En 1976, Joe Dassin envahit les hit-parades avec "Ça va pas changer le monde", puis en 77, c'est le titre "A toi" qui emporte les faveurs du public. D'un naturel discret sur sa vie privée, Joe Dassin fait cependant la Une des magasines en 1978, année de son mariage avec Christine Delvaux, une jeune femme que le chanteur a rencontrée en Normandie deux ans plus tôt. Au milieu d'une foule d'admirateurs et de journalistes, le mariage a lieu le 14 janvier 1978 dans un petit village de Provence, Cotignac, où Joe Dassin possède une maison. Leur voyage de noces se déroule en Amérique du nord, entrecoupé cependant de concerts et d'enregistrements. Alors qu'il chante au Canada, naît le 14 septembre à Paris, son fils Jonathan.

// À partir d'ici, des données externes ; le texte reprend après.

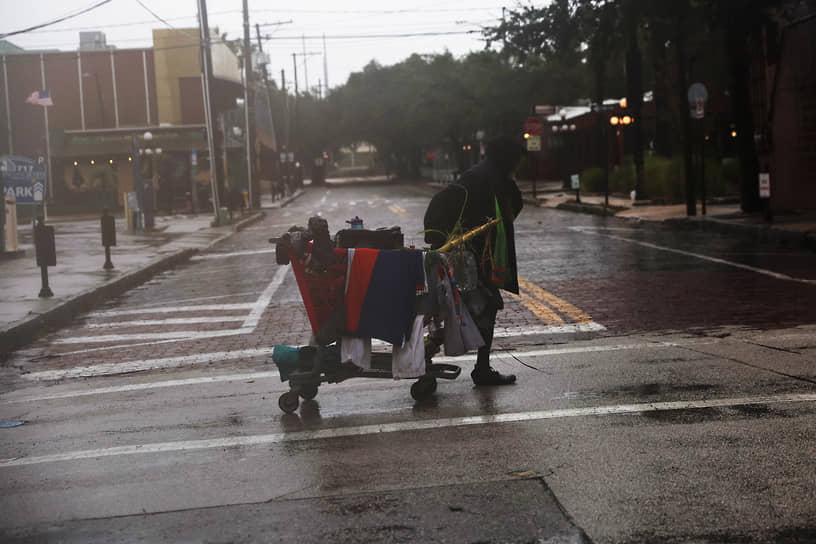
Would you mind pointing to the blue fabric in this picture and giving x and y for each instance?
(388, 307)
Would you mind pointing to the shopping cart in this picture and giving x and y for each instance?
(322, 293)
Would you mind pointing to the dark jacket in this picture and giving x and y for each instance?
(473, 195)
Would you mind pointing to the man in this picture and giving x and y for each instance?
(484, 192)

En 1979, Joe Dassin monte sur la scène de l'Olympia pour la dernière fois. En décembre, une alerte cardiaque doublée d'une opération due à un ulcère à l'estomac, affaiblit le chanteur, qui annule toutes ses tournées. En mars 1980, naît un deuxième enfant, Julien. Mais, le couple divorce quelques semaines plus tard. Dans les mois qui suivent, Joe Dassin est victime de deux accidents cardiaques, à Paris puis à Los Angeles. Le 11 juillet , il donne un dernier gala à Cannes, puis part se reposer chez lui à Tahiti avec ses fils, sa mère et quelques amis. Là, il meurt d'un ultime infarctus le mercredi 20 août lors d'un déjeuner dans un restaurant de Papeete.
Extraordinairement populaire, Joe Dassin appartient au patrimoine de la chanson française. Très écoutées et très vendues dans le monde entier, ses chansons sont encore aujourd'hui, presque vingt ans après sa mort, largement diffusées sur les ondes.